Good art takes time! 
Unlike mine ;u; i can finish one in 10 min i don't really try ( which is bad, i should actually get into drawing a pic  )


----------



## Byebi (Jun 4, 2014)

what do you meaann
i dont think you work at a slow pace (but then again ive never watched you draw lol)


----------



## Shirohibiki (Jun 4, 2014)

Usagii said:


> maybe i was planning on having her undressed next > //w// > huehuehue
> i mean her assets do get bigger in full demon form -cough- XD
> 
> -tackles le Bibi- <3  GOOD! I've been wonderin' about'cha so ~ glad to hear it. ^^
> I wish I worked as fast on my art as everyone else seems to be able to do -sob-



AYYYYYY LMAO YEAH HELLA
ugh speaking of slow on art did u mean me......................im slow......i dsfj,,,urgh


----------



## U s a g i (Jun 4, 2014)

Mahoushoujo27 said:


> Hey no rush!
> Good art takes time!
> Unlike mine ;u; i can finish one in 10 min i don't really try ( which is bad, i should actually get into drawing a pic  )


xD That's true! I guess I shouldn't worry about it too much.



BibiBurger said:


> what do you meaann
> i dont think you work at a slow pace (but then again ive never watched you draw lol)

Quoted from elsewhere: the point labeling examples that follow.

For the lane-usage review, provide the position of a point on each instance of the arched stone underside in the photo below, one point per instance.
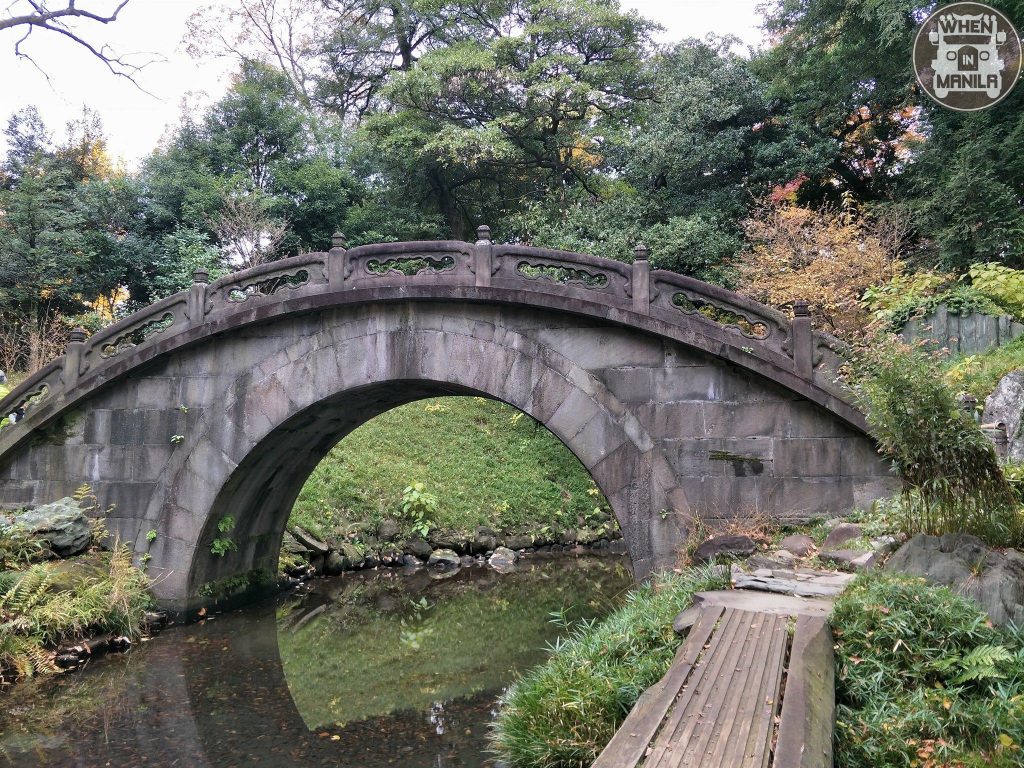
(229, 416)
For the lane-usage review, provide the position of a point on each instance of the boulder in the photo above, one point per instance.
(310, 542)
(444, 559)
(587, 537)
(1006, 404)
(798, 544)
(387, 529)
(292, 546)
(446, 540)
(992, 580)
(852, 559)
(845, 531)
(518, 542)
(62, 524)
(725, 546)
(503, 560)
(418, 547)
(412, 561)
(334, 563)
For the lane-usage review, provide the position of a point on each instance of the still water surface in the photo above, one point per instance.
(364, 671)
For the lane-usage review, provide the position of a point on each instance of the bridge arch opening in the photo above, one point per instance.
(460, 472)
(262, 492)
(249, 458)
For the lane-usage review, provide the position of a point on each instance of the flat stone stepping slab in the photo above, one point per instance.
(719, 702)
(798, 583)
(783, 605)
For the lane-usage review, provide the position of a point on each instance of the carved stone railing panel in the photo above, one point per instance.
(561, 271)
(268, 282)
(158, 321)
(830, 356)
(35, 390)
(412, 263)
(673, 295)
(752, 329)
(698, 308)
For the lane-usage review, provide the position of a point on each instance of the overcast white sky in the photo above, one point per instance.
(135, 121)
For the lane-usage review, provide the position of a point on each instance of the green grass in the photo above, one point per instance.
(486, 463)
(978, 374)
(562, 714)
(924, 679)
(46, 604)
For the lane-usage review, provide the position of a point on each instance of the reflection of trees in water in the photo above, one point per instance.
(216, 695)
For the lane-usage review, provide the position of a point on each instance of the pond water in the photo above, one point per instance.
(364, 671)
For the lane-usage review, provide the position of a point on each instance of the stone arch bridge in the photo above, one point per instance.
(678, 396)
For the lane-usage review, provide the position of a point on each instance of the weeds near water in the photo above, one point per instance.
(49, 604)
(953, 478)
(561, 715)
(923, 678)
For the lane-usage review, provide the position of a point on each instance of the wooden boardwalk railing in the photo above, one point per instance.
(721, 704)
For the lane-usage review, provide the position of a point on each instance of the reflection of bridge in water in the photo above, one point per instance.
(268, 686)
(679, 397)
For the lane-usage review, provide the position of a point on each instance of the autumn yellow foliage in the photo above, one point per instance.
(827, 256)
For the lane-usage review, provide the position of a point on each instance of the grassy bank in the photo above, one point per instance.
(481, 462)
(562, 714)
(924, 679)
(46, 604)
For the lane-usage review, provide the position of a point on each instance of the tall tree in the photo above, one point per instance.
(481, 126)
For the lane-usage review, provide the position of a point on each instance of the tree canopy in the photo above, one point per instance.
(557, 123)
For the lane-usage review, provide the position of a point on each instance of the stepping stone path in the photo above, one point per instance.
(781, 573)
(802, 583)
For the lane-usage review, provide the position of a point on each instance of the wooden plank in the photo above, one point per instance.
(725, 627)
(689, 711)
(805, 731)
(630, 742)
(768, 704)
(725, 704)
(739, 738)
(729, 749)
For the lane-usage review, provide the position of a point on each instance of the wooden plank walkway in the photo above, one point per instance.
(720, 702)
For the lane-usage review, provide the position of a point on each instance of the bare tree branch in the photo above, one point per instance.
(30, 15)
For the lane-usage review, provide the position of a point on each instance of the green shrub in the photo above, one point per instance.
(563, 713)
(953, 478)
(924, 679)
(41, 608)
(920, 294)
(979, 374)
(419, 507)
(999, 284)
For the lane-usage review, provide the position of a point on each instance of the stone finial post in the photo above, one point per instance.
(641, 280)
(336, 261)
(997, 434)
(803, 339)
(482, 256)
(197, 297)
(73, 356)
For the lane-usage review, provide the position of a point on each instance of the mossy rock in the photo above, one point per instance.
(66, 576)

I feel like I work really slow. xD But then again I get distracted easily -is watching Sailor moon and logged into pso2- 
I actually have join.me downloaded.. lol.. Tali has watched me draw before  my husband usually tags along and watches too lol.
I'd actually stream but I really don't think people would watch/go and I'm a wuss like what if i mess up XD otherwise I'd post the stream links -forever coward-

- - - Post Merge - - -



Shirohibiki said:


> AYYYYYY LMAO YEAH HELLA
> ugh speaking of slow on art did u mean me......................im slow......i dsfj,,,urgh



LOL YOUR REACTION UGH <3 C'MERE YOU -hug tight- xD

NO NO NO i didn't mean u. never ever ; n; 

wait.. do most other artists feel  like they work slow? XD
maybe i'm not alone lol


----------



## Beary (Jun 4, 2014)

I actually draw really fast ;-;
I can finish a drawing in 30-60 minutes, but my art is simple soooo


----------



## Byebi (Jun 4, 2014)

no pls stream sometime dude
and whaat your husband watches too?? THATS SO CUTE my bf has only stayed for like 20 mins tops ( and yeah i get what you mean about being nervous when messing up LMFAO i refuse to draw anything that i'm not already used to in a stream rolls off a cliff


----------



## Mahoushoujo (Jun 4, 2014)

YOYO usagii you have a husband, cool! ( okay complimenting that you have a husband is kinda weird.. sorry lol xD )


----------



## U s a g i (Jun 4, 2014)

LittleBeary said:


> I actually draw really fast ;-;
> I can finish a drawing in 30-60 minutes, but my art is simple soooo


oh snap lol I'm so jelly! ; n;




BibiBurger said:


> no pls stream sometime dude
> and whaat your husband watches too?? THATS SO CUTE my bf has only stayed for like 20 mins tops ( and yeah i get what you mean about being nervous when messing up LMFAO i refuse to draw anything that i'm not already used to in a stream rolls off a cliff



YEAH XD he usually watches the entire time, then again he's usually skyping with me anyway lol. ; u; 
WHAT?! your bf needs to be on dere more D: your art is fab! <3 
LOL YESSSS! each time I've showed Tali so far I've already had my lines done.. that's probably the most embarrassing part because I redo the lines.
a.
lot.
and then redo them again.
plus i'm always like.. uber zoomed in so there isn't much to see lmfao.

- - - Post Merge - - -



Mahoushoujo27 said:


> YOYO usagii you have a husband, cool! ( okay complimenting that you have a husband is kinda weird.. sorry lol xD )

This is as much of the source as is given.